I was wondering what the cleanest way to run two different shell commands depending on if a parameter is given in a snakemake config file. For the moment I am using this setup:
rule deeptools_bamCoverage_pe:
input:
bam="DATA/BAM/{sample_sp}_pe.bam",
bai="DATA/BAM/{sample_sp}_pe.bam.bai"
output:
"DATA/BIGWIG/{sample_sp}_pe_RPGC.bw"
log:
"snakemake_logs/deeptools_bamCoverage/{sample_sp}_pe.log"
run:
if config["excluded_regions"]:
shell("bamCoverage --normalizeUsing RPGC -bl "+config["excluded_regions"]+
" --effectiveGenomeSize $((2913022398-"+config["excluded_regions"].split(".")[0].split("_")[-1]+")) -e -b {input.bam} -o {output} 2>{log}")
else:
shell("bamCoverage --normalizeUsing RPGC --effectiveGenomeSize 2913022398 -e -b {input.bam} -o {output} 2>{log}")
My config file may or may not contain excluded_regions: DATA/GENOMES/DAC_excl_HG38_71570285.bed
depending on if the user wants to filter out some regions from the analysis. 71570285
is the total length of the excluded regions, which is needed for the normalisation calculations (this could be passed in the config file too but I am trying to keep it light to not scare away my potential users).

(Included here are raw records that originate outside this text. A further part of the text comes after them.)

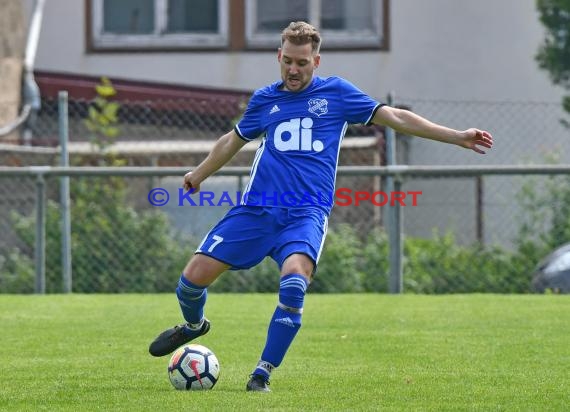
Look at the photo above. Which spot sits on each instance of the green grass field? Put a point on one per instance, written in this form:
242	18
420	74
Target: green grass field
354	352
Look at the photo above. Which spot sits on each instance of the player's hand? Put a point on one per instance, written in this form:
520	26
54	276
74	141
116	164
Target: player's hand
189	185
474	138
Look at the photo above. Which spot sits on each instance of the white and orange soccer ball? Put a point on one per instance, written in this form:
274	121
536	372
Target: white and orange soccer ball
193	367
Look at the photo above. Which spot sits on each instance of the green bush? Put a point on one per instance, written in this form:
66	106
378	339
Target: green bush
114	247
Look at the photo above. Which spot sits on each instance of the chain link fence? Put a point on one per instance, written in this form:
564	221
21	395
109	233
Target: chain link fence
466	234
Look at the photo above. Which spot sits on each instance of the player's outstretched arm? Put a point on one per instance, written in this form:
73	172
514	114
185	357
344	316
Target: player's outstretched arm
222	152
407	122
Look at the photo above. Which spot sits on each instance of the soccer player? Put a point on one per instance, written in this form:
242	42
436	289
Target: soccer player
302	118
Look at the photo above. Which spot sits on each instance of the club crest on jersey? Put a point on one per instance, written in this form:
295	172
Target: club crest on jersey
318	106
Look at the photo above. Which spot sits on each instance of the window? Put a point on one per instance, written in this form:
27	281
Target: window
343	23
159	24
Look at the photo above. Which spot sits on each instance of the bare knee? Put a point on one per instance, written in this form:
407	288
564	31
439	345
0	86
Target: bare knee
298	263
202	270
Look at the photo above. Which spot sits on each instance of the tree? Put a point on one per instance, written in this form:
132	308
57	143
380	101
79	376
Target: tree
12	44
554	53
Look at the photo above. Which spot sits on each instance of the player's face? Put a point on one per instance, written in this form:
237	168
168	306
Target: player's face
298	63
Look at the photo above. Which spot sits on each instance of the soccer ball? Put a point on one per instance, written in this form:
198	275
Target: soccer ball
193	367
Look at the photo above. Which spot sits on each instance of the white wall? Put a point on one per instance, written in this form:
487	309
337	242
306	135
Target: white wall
440	49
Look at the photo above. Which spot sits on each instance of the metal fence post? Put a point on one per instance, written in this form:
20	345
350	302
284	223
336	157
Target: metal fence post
395	284
40	248
64	193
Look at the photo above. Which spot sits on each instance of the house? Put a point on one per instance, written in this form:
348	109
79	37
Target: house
463	63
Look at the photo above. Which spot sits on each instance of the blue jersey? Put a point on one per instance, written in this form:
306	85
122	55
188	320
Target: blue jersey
296	162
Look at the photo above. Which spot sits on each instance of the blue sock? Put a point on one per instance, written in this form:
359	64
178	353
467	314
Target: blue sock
192	299
285	323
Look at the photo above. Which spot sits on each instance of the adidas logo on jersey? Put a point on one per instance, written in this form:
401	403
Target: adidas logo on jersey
286	321
296	134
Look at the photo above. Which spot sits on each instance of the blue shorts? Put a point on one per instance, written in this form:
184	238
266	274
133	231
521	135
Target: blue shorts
247	234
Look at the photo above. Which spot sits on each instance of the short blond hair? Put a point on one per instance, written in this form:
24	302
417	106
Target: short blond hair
300	32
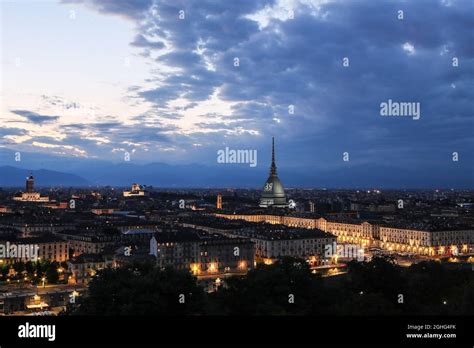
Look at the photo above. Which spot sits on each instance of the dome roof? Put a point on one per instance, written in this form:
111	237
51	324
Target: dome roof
273	194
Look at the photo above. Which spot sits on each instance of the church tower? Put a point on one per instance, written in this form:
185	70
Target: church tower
273	193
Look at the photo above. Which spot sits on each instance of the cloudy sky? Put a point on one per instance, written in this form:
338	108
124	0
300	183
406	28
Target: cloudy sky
158	79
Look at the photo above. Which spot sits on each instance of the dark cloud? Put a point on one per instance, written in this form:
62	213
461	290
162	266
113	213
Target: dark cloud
299	62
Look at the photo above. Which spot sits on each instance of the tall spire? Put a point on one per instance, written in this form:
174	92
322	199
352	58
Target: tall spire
273	166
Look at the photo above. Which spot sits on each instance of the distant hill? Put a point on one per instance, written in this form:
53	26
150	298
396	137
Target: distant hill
15	177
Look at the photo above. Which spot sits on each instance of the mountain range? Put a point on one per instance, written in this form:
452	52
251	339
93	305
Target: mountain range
52	170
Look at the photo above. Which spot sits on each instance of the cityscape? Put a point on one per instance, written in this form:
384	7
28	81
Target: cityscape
56	241
213	165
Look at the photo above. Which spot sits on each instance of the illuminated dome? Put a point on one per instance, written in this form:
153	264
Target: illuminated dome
273	193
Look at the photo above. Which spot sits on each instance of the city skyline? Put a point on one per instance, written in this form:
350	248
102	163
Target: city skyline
162	85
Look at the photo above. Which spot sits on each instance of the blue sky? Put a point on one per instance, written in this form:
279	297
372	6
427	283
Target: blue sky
92	79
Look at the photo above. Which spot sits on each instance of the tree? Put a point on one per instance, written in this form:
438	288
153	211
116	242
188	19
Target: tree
139	289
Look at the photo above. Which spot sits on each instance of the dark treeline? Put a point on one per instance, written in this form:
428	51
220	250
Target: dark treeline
288	287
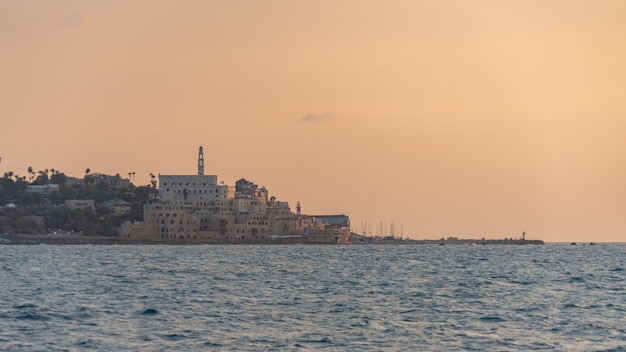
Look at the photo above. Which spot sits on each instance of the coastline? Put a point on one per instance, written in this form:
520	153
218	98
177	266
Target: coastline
51	239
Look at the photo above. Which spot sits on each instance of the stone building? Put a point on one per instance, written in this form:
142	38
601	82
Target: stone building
197	207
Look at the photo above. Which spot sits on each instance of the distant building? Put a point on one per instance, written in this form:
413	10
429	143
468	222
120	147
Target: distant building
198	207
43	189
117	206
80	204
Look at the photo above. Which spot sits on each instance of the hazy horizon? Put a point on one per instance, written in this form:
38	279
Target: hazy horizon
449	118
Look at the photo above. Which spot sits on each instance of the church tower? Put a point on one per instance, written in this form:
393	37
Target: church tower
200	162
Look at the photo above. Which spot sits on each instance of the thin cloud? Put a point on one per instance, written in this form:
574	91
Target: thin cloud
78	18
312	117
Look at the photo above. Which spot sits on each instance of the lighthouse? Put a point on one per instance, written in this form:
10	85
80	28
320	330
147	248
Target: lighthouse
200	162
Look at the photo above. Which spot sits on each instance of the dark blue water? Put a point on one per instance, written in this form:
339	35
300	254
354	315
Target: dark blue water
297	298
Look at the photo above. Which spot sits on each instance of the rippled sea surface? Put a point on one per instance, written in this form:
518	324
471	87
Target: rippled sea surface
297	298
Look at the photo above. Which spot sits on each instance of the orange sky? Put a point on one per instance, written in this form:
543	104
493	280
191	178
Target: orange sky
453	118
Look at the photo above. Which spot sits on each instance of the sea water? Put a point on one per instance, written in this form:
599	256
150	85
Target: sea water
307	297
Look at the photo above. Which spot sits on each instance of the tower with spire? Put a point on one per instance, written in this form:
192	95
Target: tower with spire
200	162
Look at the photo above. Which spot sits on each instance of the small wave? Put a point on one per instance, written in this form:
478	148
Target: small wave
174	337
492	319
150	311
33	316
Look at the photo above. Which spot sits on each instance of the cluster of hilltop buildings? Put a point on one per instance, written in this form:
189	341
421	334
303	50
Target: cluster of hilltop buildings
197	208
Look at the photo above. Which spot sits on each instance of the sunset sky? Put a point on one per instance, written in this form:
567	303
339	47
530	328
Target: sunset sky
450	118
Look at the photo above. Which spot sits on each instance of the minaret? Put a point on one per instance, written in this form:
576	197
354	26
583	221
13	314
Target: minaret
200	162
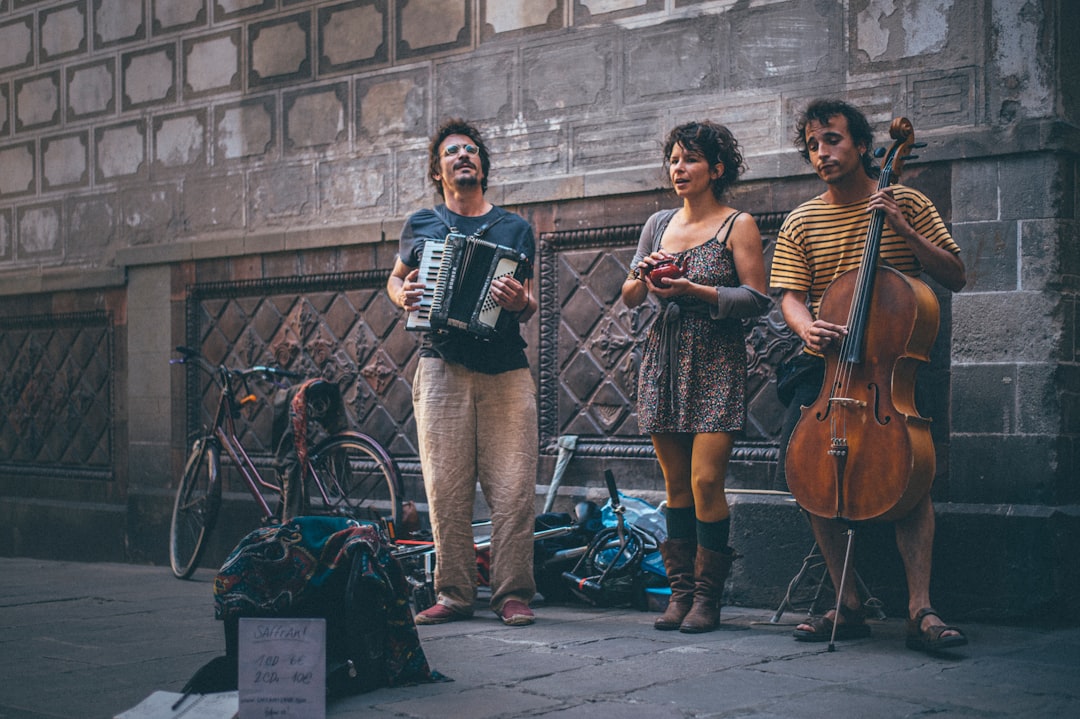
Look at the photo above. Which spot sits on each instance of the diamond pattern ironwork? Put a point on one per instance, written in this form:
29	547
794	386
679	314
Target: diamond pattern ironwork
56	391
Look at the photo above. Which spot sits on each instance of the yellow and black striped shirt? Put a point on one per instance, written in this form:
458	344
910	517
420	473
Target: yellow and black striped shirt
818	242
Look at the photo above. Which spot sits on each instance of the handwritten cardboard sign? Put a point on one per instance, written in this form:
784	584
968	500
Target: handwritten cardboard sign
282	668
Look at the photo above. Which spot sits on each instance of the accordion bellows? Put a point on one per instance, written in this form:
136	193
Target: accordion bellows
458	273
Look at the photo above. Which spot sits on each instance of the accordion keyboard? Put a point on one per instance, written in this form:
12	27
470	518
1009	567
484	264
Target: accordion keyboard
430	262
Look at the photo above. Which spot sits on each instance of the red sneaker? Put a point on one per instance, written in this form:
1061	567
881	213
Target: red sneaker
515	613
439	614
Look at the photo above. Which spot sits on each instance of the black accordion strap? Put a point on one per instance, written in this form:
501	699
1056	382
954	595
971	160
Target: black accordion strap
440	209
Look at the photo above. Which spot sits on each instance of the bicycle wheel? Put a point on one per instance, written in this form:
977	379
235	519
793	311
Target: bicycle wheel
358	477
194	511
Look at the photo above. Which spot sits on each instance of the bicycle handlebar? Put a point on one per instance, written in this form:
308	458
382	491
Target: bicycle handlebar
269	372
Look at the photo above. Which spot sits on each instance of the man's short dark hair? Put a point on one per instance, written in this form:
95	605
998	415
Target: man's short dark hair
716	144
822	111
457	126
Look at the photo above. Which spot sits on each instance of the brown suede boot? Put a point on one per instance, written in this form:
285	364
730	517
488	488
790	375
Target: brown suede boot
678	563
711	571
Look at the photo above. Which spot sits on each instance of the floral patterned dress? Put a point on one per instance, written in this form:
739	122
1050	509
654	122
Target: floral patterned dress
693	368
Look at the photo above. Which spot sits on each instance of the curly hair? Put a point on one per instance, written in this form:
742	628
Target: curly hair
822	111
456	126
716	144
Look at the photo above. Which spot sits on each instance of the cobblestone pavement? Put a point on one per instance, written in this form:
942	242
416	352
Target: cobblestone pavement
91	640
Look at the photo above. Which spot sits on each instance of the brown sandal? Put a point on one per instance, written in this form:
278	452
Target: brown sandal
854	626
931	639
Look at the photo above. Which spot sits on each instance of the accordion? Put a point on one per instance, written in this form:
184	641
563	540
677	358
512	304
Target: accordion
458	273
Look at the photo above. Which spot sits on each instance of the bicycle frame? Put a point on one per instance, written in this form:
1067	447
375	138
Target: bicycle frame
225	432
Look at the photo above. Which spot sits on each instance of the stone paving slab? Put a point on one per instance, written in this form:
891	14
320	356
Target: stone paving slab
90	640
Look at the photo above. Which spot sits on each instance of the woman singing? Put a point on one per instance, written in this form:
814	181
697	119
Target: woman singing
692	381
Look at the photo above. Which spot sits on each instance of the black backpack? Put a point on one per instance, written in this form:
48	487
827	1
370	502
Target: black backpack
333	568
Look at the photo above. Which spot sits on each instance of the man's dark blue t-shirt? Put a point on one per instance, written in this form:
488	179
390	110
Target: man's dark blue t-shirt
505	350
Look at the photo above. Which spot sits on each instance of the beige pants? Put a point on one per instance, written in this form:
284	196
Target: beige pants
475	428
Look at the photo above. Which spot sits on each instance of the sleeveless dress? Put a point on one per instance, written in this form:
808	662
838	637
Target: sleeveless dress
693	368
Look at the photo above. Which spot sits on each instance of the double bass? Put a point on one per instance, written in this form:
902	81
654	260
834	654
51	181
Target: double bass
862	451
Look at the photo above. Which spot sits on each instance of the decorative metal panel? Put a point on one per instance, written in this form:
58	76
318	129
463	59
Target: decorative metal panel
56	394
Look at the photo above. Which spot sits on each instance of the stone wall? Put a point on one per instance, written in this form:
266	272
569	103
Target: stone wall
149	146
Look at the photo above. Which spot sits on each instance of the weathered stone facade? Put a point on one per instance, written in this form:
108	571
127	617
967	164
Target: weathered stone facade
172	166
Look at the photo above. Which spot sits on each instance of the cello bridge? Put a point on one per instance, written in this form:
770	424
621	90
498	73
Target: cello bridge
847	402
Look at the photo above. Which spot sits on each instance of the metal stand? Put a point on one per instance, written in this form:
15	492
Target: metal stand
812	561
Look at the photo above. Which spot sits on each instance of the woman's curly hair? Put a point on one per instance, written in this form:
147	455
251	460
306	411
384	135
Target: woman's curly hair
716	144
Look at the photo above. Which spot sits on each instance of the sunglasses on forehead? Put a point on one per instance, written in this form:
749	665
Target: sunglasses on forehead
454	149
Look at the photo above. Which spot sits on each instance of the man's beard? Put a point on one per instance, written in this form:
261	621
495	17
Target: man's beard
466	181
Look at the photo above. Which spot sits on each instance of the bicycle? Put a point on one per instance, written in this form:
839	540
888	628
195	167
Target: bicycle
352	474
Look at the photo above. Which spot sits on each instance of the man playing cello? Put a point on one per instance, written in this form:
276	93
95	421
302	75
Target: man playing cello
819	241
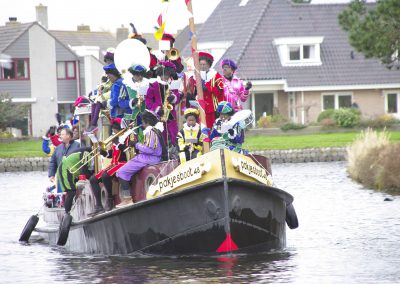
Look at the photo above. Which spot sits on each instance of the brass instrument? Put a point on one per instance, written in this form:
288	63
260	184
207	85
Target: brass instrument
103	144
173	54
167	107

Is there a cleaner way to present snakemake with two different shell lines that it can run?
In general, not really. If the commands are completely different you are going to need an if/else statement. You could put the if/else statement within the shell code rather than using Python logic but that doesn't change much.
I'd say in this case the two commands are actually very similar and this version looks neater to me:
rule deeptools_bamCoverage_pe:
input:
bam="DATA/BAM/{sample_sp}_pe.bam",
bai="DATA/BAM/{sample_sp}_pe.bam.bai"
output:
"DATA/BIGWIG/{sample_sp}_pe_RPGC.bw"
log:
"snakemake_logs/deeptools_bamCoverage/{sample_sp}_pe.log"
params:
excluded_regions = config["excluded_regions"],
genome_size = 2913022398,
run:
if params.excluded_regions:
bl_file = "-bl " + config["excluded_regions"]
excluded_size = int(config["excluded_regions"].split(".")[0].split("_")[-1])
effective_genome_size = params.genome_size - excluded_size
else:
bl_file = ""
effective_genome_size = params.genome_size
shell("bamCoverage --normalizeUsing RPGC {bl_file} --effectiveGenomeSize {effective_genome_size} -e -b {input.bam} -o {output} 2>{log}")
But you if you find this less legible then stick with what you have - you're the one who has to debug/maintain your code.